Rapport : Un réseau secret transporte du pétrole iranien et russe d'une valeur de 9,6 milliards de dollars vers la Chine

Un rapport détaillé du journal britannique "Financial Times" a révélé un réseau secret et complexe qui, entre 2019 et 2024, a réussi à faire passer d'énormes quantités de pétrole iranien, russe et vénézuélien vers la Chine, d'une valeur totale d'environ 9,6 milliards de dollars, soulevant de sérieuses questions sur l'efficacité des sanctions occidentales à contrôler les marchés pétroliers mondiaux.
Selon le rapport, l'opération a été menée par une entreprise iranienne de façade connue sous le nom de "Ocean Glory Giant", qui a réussi à sécuriser une flotte de plus de 30 pétroliers grâce à un mécanisme juridique complexe de "hypothèque maritime" pour dissimuler la véritable propriété des navires. Pendant ce temps, "des entreprises fictives enregistrées au nom de directeurs chinois" géraient les pétroliers, tandis que "des courtiers suisses jouaient un rôle dans le passage de ces transactions".

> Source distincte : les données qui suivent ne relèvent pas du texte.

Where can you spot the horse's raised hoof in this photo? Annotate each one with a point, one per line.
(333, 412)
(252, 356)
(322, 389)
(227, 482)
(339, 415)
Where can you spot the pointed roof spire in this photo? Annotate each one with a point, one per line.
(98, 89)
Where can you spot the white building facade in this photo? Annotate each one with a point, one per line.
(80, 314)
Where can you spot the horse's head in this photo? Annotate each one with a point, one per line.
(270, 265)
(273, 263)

Les pétroliers, selon le rapport, ont utilisé des tactiques de "flotte sombre" qui comprenaient l'arrêt des dispositifs de suivi, le changement d'identité maritime, et des transferts d'un navire à un autre en haute mer pour dissimuler la source du pétrole. Le rapport a donné l'exemple du pétrolier Ceres I qui a chargé environ deux millions de barils de brut iranien de l'île de Kharg en novembre 2019, avant de traverser le détroit de Malacca en direction de la Chine. Le rapport a également mentionné que le pétrolier Skadi a effectué entre 2022 et 2024 des chargements répétés incluant du brut de l'Oural russe et du pétrole iranien.
Les données ont indiqué que le total des quantités transportées s'élevait à environ 130 millions de barils, dont près de la moitié provenait d'Iran, 25 % de Russie, et moins de 20 % du Venezuela. Environ 93 % de ces quantités ont terminé en Chine, faisant d'elle le principal bénéficiaire de ces opérations.

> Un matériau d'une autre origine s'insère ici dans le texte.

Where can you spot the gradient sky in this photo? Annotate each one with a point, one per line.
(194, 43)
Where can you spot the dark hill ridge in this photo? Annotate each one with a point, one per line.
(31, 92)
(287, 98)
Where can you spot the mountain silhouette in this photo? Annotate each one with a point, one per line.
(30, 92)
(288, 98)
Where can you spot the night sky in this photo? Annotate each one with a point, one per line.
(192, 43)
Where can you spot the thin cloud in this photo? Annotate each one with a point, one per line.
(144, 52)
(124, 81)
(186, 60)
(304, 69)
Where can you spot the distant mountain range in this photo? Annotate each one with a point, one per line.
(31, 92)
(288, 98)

La Chine n'était pas simplement un acheteur passif, le rapport souligne que "Pékin n'était pas seulement un acheteur de pétrole bon marché, mais un acteur stratégique cherchant à redéfinir la carte du commerce énergétique mondial".

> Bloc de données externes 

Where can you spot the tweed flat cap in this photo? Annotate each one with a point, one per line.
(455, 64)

Économiquement, ces expéditions ont permis à la Chine d'obtenir des approvisionnements pétroliers à des prix inférieurs à ceux du marché, soutenant ainsi sa croissance industrielle. Elles ont également révélé "la construction de réseaux financiers et commerciaux alternatifs au système occidental basé sur le dollar".
Politiquement, ces réseaux ont approfondi la dépendance de Moscou et Téhéran vis-à-vis du marché chinois, faisant de la Chine "le poumon économique des producteurs sanctionnés", ce qui lui confère un pouvoir de négociation sans précédent. En retour, le flux continu de pétrole "affaiblit la crédibilité du système de sanctions américain et reflète les limites du pouvoir occidental à contrôler les voies énergétiques mondiales".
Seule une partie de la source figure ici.